I write to better audience myself, what is going on internally in relation to the external worlds I happen to be navigating. I know I see, feel, think, ask, and imagine. I want to explore my interior depth by giving words and expressing myself through writing. It is a medium that I had not taken advantage of until lately. Much of the time I know I am the one writing, but there are a few moments when the act of writing takes over my act of writing. It feels like a divine-friendly takeover, working through my mind and imagination. It feels mysteriously addictive. 

I write sometimes out of anger and dissatisfaction. I see things most of the time not as they are but as they should be according to the grand narrative of God’s kingdom articulated and lived out by Jesus. I see the chasm between what should be and what is, thus being a source of my great dis-ease. Certainly not to say that what I see or want to see is in line with the living vision of God’s kingdom, but it has become crucial that I try. I see and think in “systems” in big broad strokes. The big picture is important because it tells me where I am and where I need to go.

I write to remember. It is laborious work for me to write details, to “caress the divine details” according to Vladimir Nabokov. It has been an invitation for me to explore deeper and finer details and colors this season. It is a learned lesson for me to meet God in fine and divine details, that is my life, my life always in context. God is not only big and magnificent but also intimate and generous. God is not only a generous Father but also a caring Mother. Unless I learn to capture the details, I know the details will elude me over time and thus be forgotten. I want to cherish how God came to me and count on every detail of God’s intimate motherly caring. 

I write to communicate. I know I possess a perspective and a voice of freedom and God’s generous love. I want to be a voice of God’s radical inclusivity and expansive love; everything else pales in comparison. I love the “soft opening but radical launch” of Jesus’ ministry in Galilee that is captured in Luke 4: 16-30, upsetting the religious status quo. It seems that love that is not perfectly free is not love at all. I write to invite others to lift up their eyes and see the blue sky beyond the clouds and even the intermediate darkened sky. 

I write to let the world know I exist and my voice matter. My life is now well entrenched in the second half of the life stage. I know what I want to do. More precisely, I know what I do not want to do in life. I am less attached and far less attracted to institutions and systems. Hopefully as a result I am less entitled. While my ego is still very much alive, I am at least aware of how my ego functions most of the time thus hopefully being able to limit the ego’s selfish reach. 

I write to know God as a knowable God, which can only be subjectively experienced. God comes to me disguised as life, as Paula D’Arcy says. I also know I see and know God dimly—there is a God I cannot ever know. God is unknowable and thus remains a great elusive mystery. I want to explore the depth of this profound mystery and wonder through the human finite act of writing, hoping to catch a glimpse and insight into an unknowable God who can be knowable. 

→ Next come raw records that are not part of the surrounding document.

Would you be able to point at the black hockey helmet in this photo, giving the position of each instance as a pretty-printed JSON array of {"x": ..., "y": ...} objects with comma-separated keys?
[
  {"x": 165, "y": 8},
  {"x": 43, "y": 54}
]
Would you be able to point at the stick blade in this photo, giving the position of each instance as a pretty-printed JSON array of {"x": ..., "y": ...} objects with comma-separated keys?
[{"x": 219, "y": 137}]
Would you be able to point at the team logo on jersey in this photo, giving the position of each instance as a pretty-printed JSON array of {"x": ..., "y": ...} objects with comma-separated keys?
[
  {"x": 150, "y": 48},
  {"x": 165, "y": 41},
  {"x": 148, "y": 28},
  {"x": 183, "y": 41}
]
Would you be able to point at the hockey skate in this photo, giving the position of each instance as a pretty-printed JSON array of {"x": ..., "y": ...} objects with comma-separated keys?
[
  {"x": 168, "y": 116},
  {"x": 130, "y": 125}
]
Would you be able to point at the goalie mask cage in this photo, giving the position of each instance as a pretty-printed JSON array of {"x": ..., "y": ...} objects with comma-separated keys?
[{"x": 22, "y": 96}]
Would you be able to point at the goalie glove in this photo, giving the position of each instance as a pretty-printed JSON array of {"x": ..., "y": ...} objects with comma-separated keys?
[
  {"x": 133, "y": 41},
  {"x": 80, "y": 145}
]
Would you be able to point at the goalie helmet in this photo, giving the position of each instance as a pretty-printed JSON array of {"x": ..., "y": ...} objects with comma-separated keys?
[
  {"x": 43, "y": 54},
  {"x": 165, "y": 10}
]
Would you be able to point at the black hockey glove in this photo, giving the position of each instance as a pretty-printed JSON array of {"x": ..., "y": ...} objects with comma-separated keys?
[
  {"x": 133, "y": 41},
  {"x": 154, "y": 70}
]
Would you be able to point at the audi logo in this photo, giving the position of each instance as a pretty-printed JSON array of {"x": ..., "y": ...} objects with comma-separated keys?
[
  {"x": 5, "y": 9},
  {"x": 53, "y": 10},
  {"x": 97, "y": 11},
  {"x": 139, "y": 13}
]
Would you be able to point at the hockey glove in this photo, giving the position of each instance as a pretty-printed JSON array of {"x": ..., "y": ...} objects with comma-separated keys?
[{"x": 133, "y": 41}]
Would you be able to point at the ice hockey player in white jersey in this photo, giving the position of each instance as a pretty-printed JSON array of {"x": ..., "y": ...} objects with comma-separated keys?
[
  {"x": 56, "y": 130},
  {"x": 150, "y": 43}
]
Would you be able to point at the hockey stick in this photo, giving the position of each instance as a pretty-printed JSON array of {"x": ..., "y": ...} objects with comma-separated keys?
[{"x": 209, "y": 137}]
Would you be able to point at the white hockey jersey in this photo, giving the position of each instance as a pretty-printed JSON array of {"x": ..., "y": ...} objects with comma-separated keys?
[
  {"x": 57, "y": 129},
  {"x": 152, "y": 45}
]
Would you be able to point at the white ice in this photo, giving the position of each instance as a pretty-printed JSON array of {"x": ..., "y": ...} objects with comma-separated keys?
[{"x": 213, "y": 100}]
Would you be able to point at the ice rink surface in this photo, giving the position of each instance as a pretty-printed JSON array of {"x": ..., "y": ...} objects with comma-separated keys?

Finally, I write because I want to write. This is new for me. What I had experienced while staying at Yangpyeong both in the spring and the fall revealed something in me that I had not known before. The writing was not only fun and something that I looked forward to almost every day as part of my pleasure and discipline, but it also changed how I began to “see” things. When we strip religious clothing down from the kind of “unadorned” spirituality Jesus talked about, I believe spirituality is essentially about seeing and hearing—the kind of seeing and hearing that is not based on ego building and defending but seeing and hearing based on what is and what should be according to the standard of the kingdom Jesus taught. In short, writing has become a sacred act of grounding myself in this world but also offering a gift to the world as I continue to explore what I consider to be the early stage of my vocational calling.